Showtime Watch Guide | Super Pumped
Since then, the tech bro’s cultural currency has fallen as the number of exposés on the nefarious practices of Facebook and Uber has risen, and with virtually every lame thing that comes out of Elon Musk’s mouth turning them into villains and objects of ridicule. Movies like Venom, Free Guy, and The Matrix Resurrections have cast tech bros as nihilistic monsters seeking total control over the unwilling masses. And it is in that spirit that Showtime’s Super Pumped tells the story of Kalanick, the Uber CEO who revolutionized the transportation system, made billions of dollars, disrupted the tech world, and is, to put it mildly, a very bad man.

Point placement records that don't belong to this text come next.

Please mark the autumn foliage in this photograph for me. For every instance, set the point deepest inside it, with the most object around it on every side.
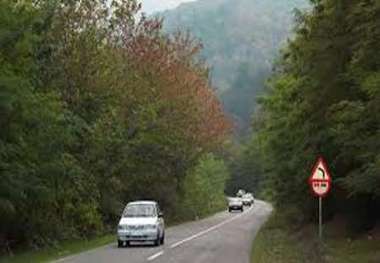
(98, 108)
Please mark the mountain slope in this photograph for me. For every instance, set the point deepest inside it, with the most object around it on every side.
(241, 40)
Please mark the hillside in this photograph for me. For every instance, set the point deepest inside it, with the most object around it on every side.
(241, 39)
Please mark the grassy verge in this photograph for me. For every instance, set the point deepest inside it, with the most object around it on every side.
(66, 248)
(279, 242)
(72, 247)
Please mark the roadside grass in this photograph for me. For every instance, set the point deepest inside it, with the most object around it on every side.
(279, 242)
(65, 248)
(72, 247)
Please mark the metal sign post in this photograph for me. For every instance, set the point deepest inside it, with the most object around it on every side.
(320, 218)
(320, 183)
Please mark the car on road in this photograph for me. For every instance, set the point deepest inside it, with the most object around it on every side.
(248, 199)
(235, 203)
(141, 221)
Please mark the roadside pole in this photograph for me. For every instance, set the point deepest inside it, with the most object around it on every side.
(320, 218)
(320, 183)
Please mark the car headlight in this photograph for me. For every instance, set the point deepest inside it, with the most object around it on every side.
(151, 227)
(121, 227)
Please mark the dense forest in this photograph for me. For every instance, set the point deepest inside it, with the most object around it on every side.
(324, 99)
(241, 40)
(98, 108)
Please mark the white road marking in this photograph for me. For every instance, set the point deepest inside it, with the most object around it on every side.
(206, 231)
(153, 257)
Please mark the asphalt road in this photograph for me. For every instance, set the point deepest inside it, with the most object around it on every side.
(222, 238)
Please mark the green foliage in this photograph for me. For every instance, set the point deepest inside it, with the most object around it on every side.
(203, 188)
(96, 109)
(324, 100)
(241, 40)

Brian Koppelman and David Levien are behind this adaptation of Mike Isaac’s book of the same name. The Billions duo cast Joseph Gordon-Levitt as Travis, tamping down his natural charisma to create a man of shallow charm and unrelenting ambition. We start with the straw that breaks the camel’s back in 2017. When faced with a litany of sexual assaults by Uber drivers on female passengers, Travis comes up with a “safe rides fee” where, obscenely, Uber would charge riders extra for drivers who had watched a safety video, profiting from passengers’ fears and lulling them into a false sense of security. We then travel back in time to when Uber was just a pipe dream and see how we got here.